State Management

State is managed in an aggregate. An aggregate can define commands, which may have effect. When they do, the change is recorded and published as an event.

You manage the state by writing reducers for commands. A reducer receives a command and the current state of an aggregate instance. Its task is to calculate the new state. Reducers are supposed to not have side effects. As such, reducers are merely JSON transformations.

Reducers are written in JQ, JSLT or as an aggregation pipeline. A JSLT script receives an object with the fields command and state. It should return the new state. Scripts are allowed to import other scripts. You should always use relative filenames.

A pipeline receives the same object. Its output becomes the new state. Since you can add your own pipeline stages through a plugin, a reducer could also be written in Java. This is an example of reducers as pipelines.

---
application: app
version: "1.0"
parts:
  - type: aggregate
    aggregateType: plusminus-counter
    name: plusminus
    preprocessor: duplicates.yaml
    commands:
      plus:
        reducer:
          - $replaceRoot:
              newRoot: $state
          - $addFields:
              value:
                $add:
                  - $value
                  - 1
        validator: validators/validate_plus.yaml
      minus:
        reducer:
          - $replaceRoot:
              newRoot: $state
          - $addFields:
              value:
                $add:
                  - $value
                  - -1
        validator: validators/validate_minus.yaml

Aggregate Parts

An aggregate application part has the following fields:

Field	Mandatory	Description
aggregateType	Yes	The name of the aggregate. Usually is it composed as `<app>-<type>`.
commands	No	A JSON object where the keys are the command names. If no commands are given only the built-in commands `put`, `delete` and `patch` will be available.
environment	No	The environment for the aggregate. This will be used for Kafka topic suffixes.
preprocessor	No	A pipeline that pre-processes commands before they are reduced. With this you can avoid adding another public Kafka topic in front of the command topic.
type	Yes	The value is always `aggregate`.
uniqueExpression	No	A MongoDB expression that is executed on aggregate instances. This expresses the uniqueness of aggregate instances based on some criterion. If you use this feature then you must make sure all commands also have the fields that constitute the unique expression.
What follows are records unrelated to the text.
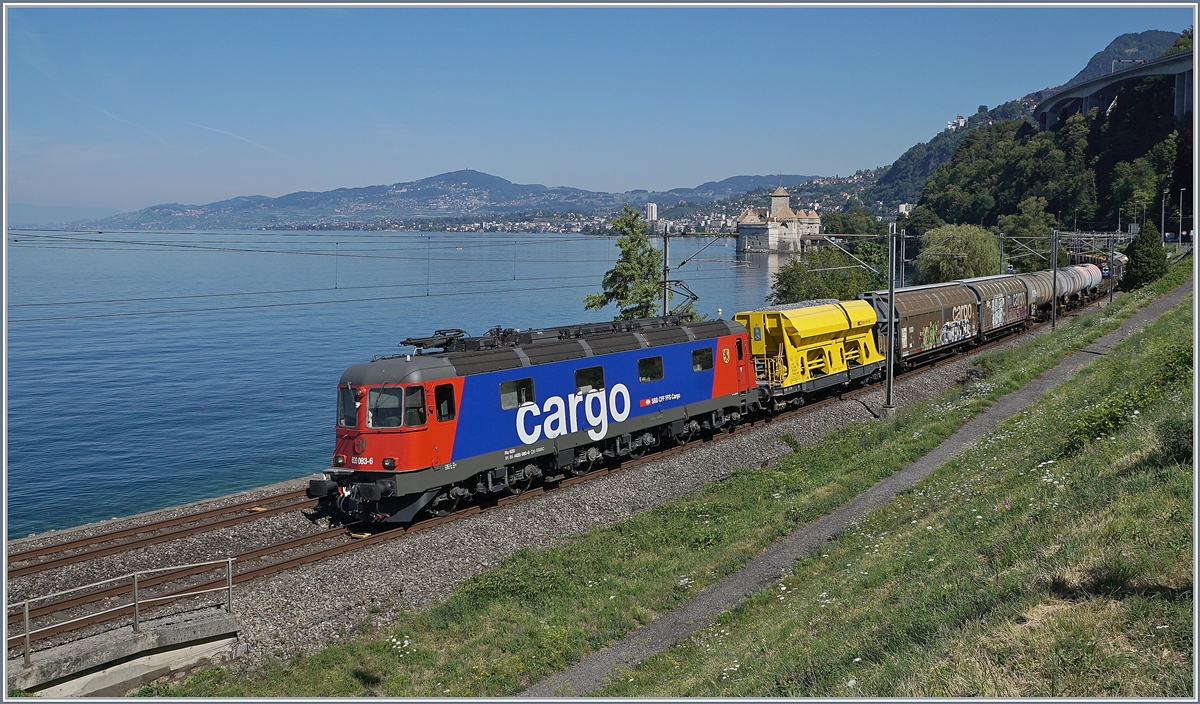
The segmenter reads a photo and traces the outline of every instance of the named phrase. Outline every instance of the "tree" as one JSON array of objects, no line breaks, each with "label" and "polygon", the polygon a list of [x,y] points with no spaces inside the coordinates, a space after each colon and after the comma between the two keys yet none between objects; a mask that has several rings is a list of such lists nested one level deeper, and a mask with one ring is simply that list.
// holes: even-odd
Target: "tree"
[{"label": "tree", "polygon": [[850,257],[833,247],[818,247],[779,268],[767,301],[777,305],[814,298],[846,301],[876,285],[875,278]]},{"label": "tree", "polygon": [[1166,51],[1163,52],[1163,56],[1166,56],[1167,54],[1175,54],[1180,51],[1187,51],[1188,49],[1191,49],[1191,48],[1192,48],[1192,28],[1188,27],[1187,29],[1183,30],[1183,34],[1179,35],[1179,38],[1175,40],[1175,44],[1172,45],[1170,49],[1167,49]]},{"label": "tree", "polygon": [[861,205],[852,205],[844,213],[823,213],[821,228],[827,235],[878,235],[887,231],[887,226]]},{"label": "tree", "polygon": [[613,320],[652,317],[662,304],[662,252],[650,243],[650,226],[642,214],[628,203],[611,227],[621,235],[617,238],[621,255],[601,280],[604,291],[585,297],[583,309],[600,310],[616,303],[620,311]]},{"label": "tree", "polygon": [[996,237],[978,225],[943,225],[921,236],[917,279],[936,284],[998,273]]},{"label": "tree", "polygon": [[904,230],[906,237],[925,234],[935,227],[945,225],[946,221],[937,216],[937,213],[929,209],[929,206],[918,205],[913,208],[908,215],[901,215],[896,218],[896,230]]},{"label": "tree", "polygon": [[1045,269],[1050,260],[1043,253],[1050,251],[1050,230],[1054,227],[1054,218],[1046,212],[1046,199],[1030,196],[1021,201],[1018,208],[1019,214],[1001,215],[997,225],[1005,238],[1016,238],[1006,239],[1008,261],[1019,272]]},{"label": "tree", "polygon": [[1125,253],[1129,255],[1129,263],[1125,266],[1121,288],[1126,291],[1141,288],[1167,273],[1167,253],[1163,251],[1162,235],[1149,220],[1133,238]]},{"label": "tree", "polygon": [[879,276],[872,274],[878,283],[887,283],[888,251],[886,239],[882,242],[875,240],[860,241],[858,246],[854,248],[854,256],[858,257],[862,263],[880,272]]}]

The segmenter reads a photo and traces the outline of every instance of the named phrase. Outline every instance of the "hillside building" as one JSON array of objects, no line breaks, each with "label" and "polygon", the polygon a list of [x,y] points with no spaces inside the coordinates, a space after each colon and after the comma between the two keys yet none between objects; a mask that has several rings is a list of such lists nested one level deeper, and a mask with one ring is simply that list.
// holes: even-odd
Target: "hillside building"
[{"label": "hillside building", "polygon": [[961,130],[966,126],[967,126],[966,118],[963,117],[962,115],[959,115],[955,119],[950,120],[949,122],[946,123],[946,130],[948,132],[953,132],[954,130]]},{"label": "hillside building", "polygon": [[737,219],[739,252],[803,252],[821,242],[821,216],[792,210],[791,196],[780,186],[767,208],[746,208]]}]

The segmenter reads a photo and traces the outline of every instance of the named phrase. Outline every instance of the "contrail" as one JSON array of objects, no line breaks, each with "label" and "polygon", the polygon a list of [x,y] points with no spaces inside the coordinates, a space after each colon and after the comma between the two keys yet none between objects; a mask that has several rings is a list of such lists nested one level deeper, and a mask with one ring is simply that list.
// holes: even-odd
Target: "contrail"
[{"label": "contrail", "polygon": [[158,140],[158,141],[159,141],[159,142],[160,142],[160,143],[161,143],[161,144],[162,144],[164,147],[169,147],[169,146],[170,146],[170,145],[168,145],[168,144],[167,144],[166,140],[164,140],[162,137],[159,137],[157,134],[154,134],[153,132],[151,132],[151,131],[150,131],[150,129],[149,129],[149,128],[147,128],[147,127],[143,127],[142,125],[139,125],[139,124],[138,124],[138,123],[136,123],[136,122],[130,122],[129,120],[126,120],[126,119],[125,119],[125,118],[123,118],[123,117],[117,117],[116,115],[114,115],[114,114],[112,114],[111,112],[109,112],[109,111],[105,110],[104,108],[101,108],[101,107],[96,107],[95,105],[92,105],[92,104],[91,104],[91,103],[89,103],[88,101],[86,101],[86,100],[84,100],[84,99],[82,99],[82,98],[77,98],[77,97],[75,97],[74,95],[71,95],[70,93],[67,93],[66,91],[59,90],[59,93],[62,93],[63,95],[65,95],[65,96],[67,96],[68,98],[70,98],[71,100],[76,100],[76,101],[78,101],[78,102],[80,102],[80,103],[83,103],[84,105],[88,106],[89,108],[91,108],[91,109],[93,109],[93,110],[96,110],[96,111],[102,112],[102,113],[104,113],[105,115],[108,115],[108,116],[109,116],[109,117],[111,117],[112,119],[116,120],[117,122],[124,122],[124,123],[125,123],[125,124],[127,124],[127,125],[132,125],[132,126],[134,126],[134,127],[138,128],[139,130],[142,130],[142,131],[143,131],[143,132],[145,132],[146,134],[148,134],[148,135],[150,135],[151,137],[153,137],[153,138],[157,139],[157,140]]},{"label": "contrail", "polygon": [[200,129],[202,129],[202,130],[208,130],[208,131],[210,131],[210,132],[216,132],[217,134],[223,134],[223,135],[225,135],[225,136],[227,136],[227,137],[233,137],[234,139],[240,139],[240,140],[242,140],[243,142],[245,142],[246,144],[253,144],[254,146],[258,147],[259,149],[266,149],[267,151],[269,151],[269,152],[273,152],[273,153],[275,153],[275,154],[278,154],[279,156],[287,156],[287,154],[284,154],[283,152],[276,151],[276,150],[274,150],[274,149],[272,149],[272,148],[270,148],[270,147],[268,147],[268,146],[265,146],[265,145],[259,144],[258,142],[255,142],[255,141],[253,141],[253,140],[250,140],[250,139],[246,139],[245,137],[243,137],[243,136],[242,136],[242,135],[240,135],[240,134],[234,134],[234,133],[232,133],[232,132],[226,132],[225,130],[219,130],[219,129],[217,129],[216,127],[207,127],[207,126],[205,126],[205,125],[197,125],[195,122],[188,122],[188,123],[185,123],[185,124],[191,125],[192,127],[199,127],[199,128],[200,128]]}]

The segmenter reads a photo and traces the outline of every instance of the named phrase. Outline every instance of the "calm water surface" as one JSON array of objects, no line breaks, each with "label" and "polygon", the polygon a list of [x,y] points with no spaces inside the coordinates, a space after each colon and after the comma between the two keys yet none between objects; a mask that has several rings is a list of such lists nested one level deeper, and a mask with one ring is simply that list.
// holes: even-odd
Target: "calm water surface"
[{"label": "calm water surface", "polygon": [[[438,328],[611,319],[582,301],[600,290],[614,242],[10,234],[7,535],[318,472],[346,367]],[[672,265],[707,242],[672,238]],[[762,305],[778,266],[766,255],[738,261],[734,244],[720,239],[672,272],[710,318]]]}]

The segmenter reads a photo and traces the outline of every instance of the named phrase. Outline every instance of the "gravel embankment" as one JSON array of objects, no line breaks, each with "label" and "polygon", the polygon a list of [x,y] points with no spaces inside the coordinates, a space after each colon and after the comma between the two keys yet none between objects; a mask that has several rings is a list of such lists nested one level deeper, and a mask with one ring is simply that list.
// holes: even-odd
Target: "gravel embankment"
[{"label": "gravel embankment", "polygon": [[[1043,328],[996,349],[1019,345]],[[898,407],[928,399],[966,378],[970,358],[960,359],[898,380]],[[287,573],[239,585],[234,611],[241,638],[248,646],[239,669],[254,668],[268,658],[286,659],[298,652],[359,636],[360,625],[386,624],[397,608],[420,608],[445,598],[458,582],[487,571],[520,548],[538,549],[570,535],[612,525],[659,503],[728,477],[739,468],[765,466],[791,449],[780,438],[789,435],[813,444],[828,432],[879,413],[883,388],[853,399],[752,428],[719,442],[697,444],[687,451],[621,470],[544,496],[471,516],[397,540],[347,553]],[[37,547],[174,515],[266,497],[305,486],[307,478],[262,487],[218,499],[200,501],[126,519],[45,533],[9,543],[8,551]],[[17,578],[9,583],[9,601],[47,594],[133,570],[221,559],[325,527],[300,512],[269,517],[155,545],[133,555],[113,555],[83,565]]]}]

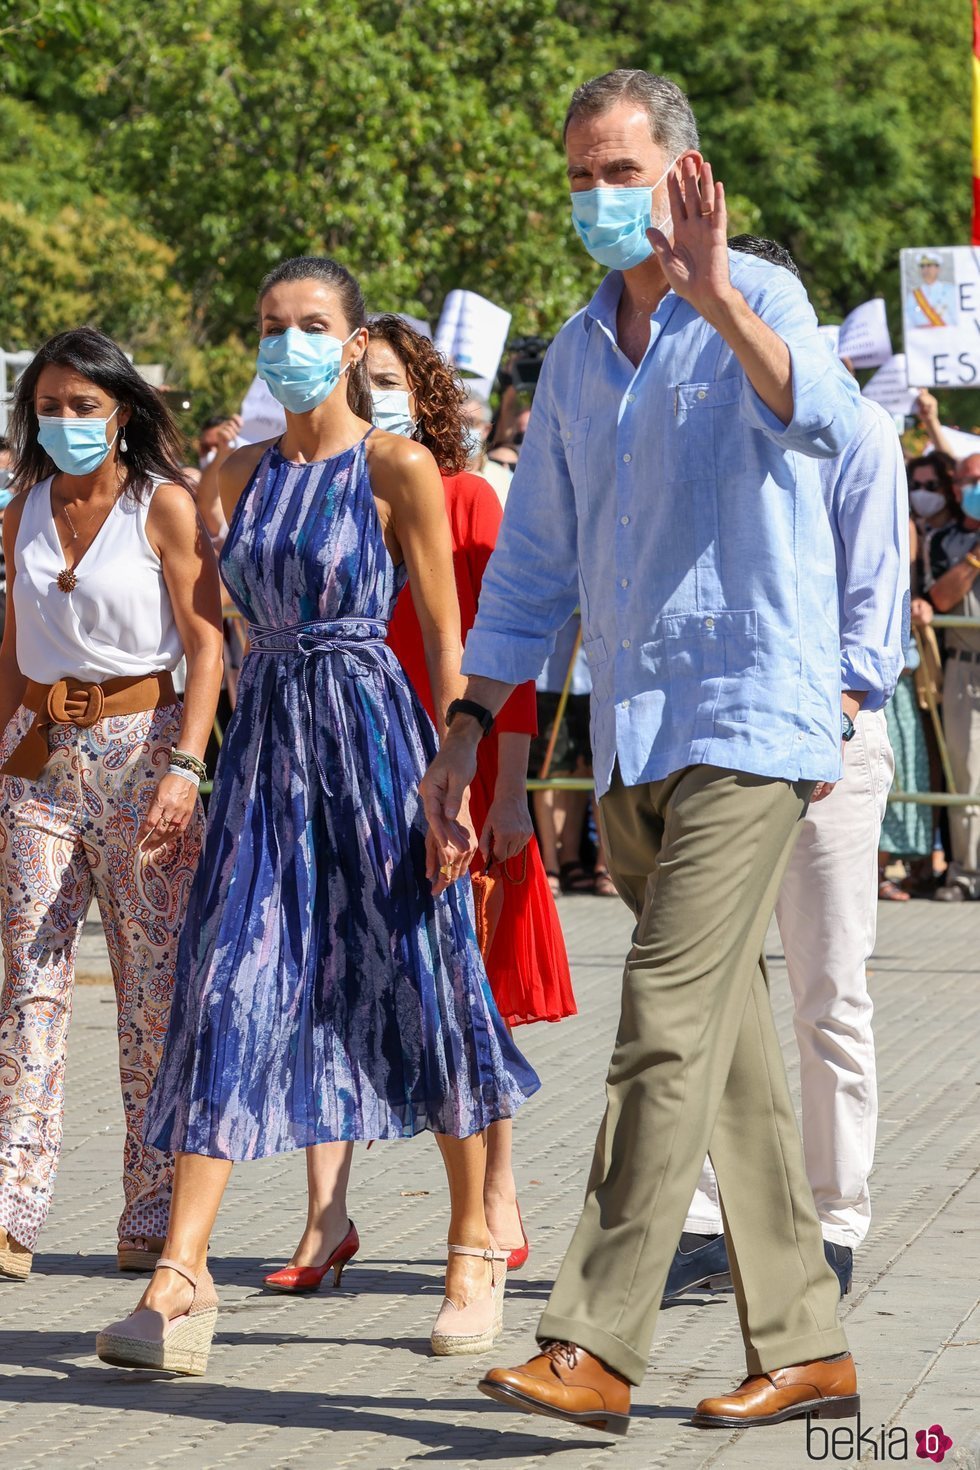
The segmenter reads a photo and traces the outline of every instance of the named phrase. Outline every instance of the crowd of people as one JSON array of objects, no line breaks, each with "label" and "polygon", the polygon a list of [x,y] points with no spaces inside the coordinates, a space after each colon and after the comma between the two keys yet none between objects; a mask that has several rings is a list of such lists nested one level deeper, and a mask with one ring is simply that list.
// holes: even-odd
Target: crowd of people
[{"label": "crowd of people", "polygon": [[[927,443],[906,465],[914,636],[886,708],[888,732],[897,792],[969,796],[980,790],[980,454],[952,453],[931,393],[919,394],[917,408]],[[937,629],[937,613],[964,621]],[[980,898],[977,811],[892,802],[882,830],[880,897]]]},{"label": "crowd of people", "polygon": [[[522,344],[496,419],[322,257],[258,283],[271,440],[216,418],[188,470],[160,396],[92,327],[19,381],[0,1277],[29,1280],[50,1205],[94,895],[126,1116],[118,1265],[152,1273],[99,1357],[206,1371],[235,1162],[303,1150],[305,1226],[265,1280],[311,1291],[362,1248],[355,1144],[422,1132],[449,1197],[432,1350],[486,1352],[531,1249],[513,1120],[540,1082],[515,1030],[575,1013],[556,894],[618,894],[636,930],[582,1217],[539,1351],[480,1388],[624,1433],[661,1301],[729,1282],[747,1376],[694,1422],[851,1416],[837,1308],[871,1218],[878,855],[916,852],[881,835],[885,711],[908,682],[910,556],[917,624],[926,597],[970,612],[980,459],[950,474],[936,425],[910,531],[894,424],[830,355],[792,257],[728,239],[672,82],[586,83],[564,143],[575,231],[608,274],[546,355]],[[951,641],[945,672],[967,732],[972,646]],[[907,711],[894,723],[911,750]],[[529,767],[595,787],[537,793],[537,844]],[[944,887],[976,897],[958,820]]]}]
Commands have the following fields:

Field	Mandatory	Description
preprocessor	No	A pipeline that pre-processes commands with this name before they are reduced. With this you can avoid adding another public Kafka topic in front of the command topic.
reducer	Yes	It can be the filename of a JSLT script, which may be relative. It receives a JSON object with the fields `command` and `state`. The generated object will be used as the new state. It can also be a pipeline, which also receives JSON objects with the fields `command` and `state`. The output of the pipeline becomes the new state.
validator	No	A command validator. The value of the field must be a filename, which may be relative. If an expression wants to refer to the current state of an aggregate instance it can use the field `_state`.

An aggregate creates the streams with the names <app>-<type>-aggregate, <app>-<type>-command, <app>-<type>-event, <app>-<type>-event-full and <app>-<type>-reply. They correspond to the Kafka topics of an aggregate. You can connect to those streams in other parts of the application.

Aggregates

An aggregate is a JSON document, which can have any structure plus the following technical fields:

Field	Mandatory	Description
_corr	Yes	The correlation identifier that was used by the last command. It is usually a UUID. It is propagated the event if one is produced.
_deleted	No	This boolean marks the aggregate instance as deleted. This is a logical deletion.
_id	Yes	The identifier of the aggregate instance. It is usually a UUID.
_jwt	No	The decoded JSON Web Token that was used by the last command. It is propagated the event if one is produced.
_seq	Yes	A sequence number. This is the sequence number of the last event.
_type	Yes	The aggregate type, which is composed as `<application>-<name>`.

Commands

A command is a JSON document, which has the following technical fields on top of whatever you put in it:

Field	Mandatory	Description
_command	Yes	The name of the command. A reducer is selected based on this name.
_corr	Yes	A correlation identifier. It is propagated throughout the flow. This is usually a UUID.
_error	No	This Boolean indicates there is a problem with the command. It is set by the validator that comes with the reducer.
_id	Yes	The identifier of the aggregate instance. It is usually a UUID.
_jwt	No	The decoded JSON Web Token. It is propagated throughout the flow.
_languages	No	An array of language tags in the order of preference. When a validator or some other component wishes to send messages to the user, it can use the proper language for it.
_seq	No	A sequence number. If this field is present then its value should be the same as that field in the aggregate instance. Otherwise the command is ignored.
_type	Yes	The aggregate type, which is composed as `<application>-<name>`.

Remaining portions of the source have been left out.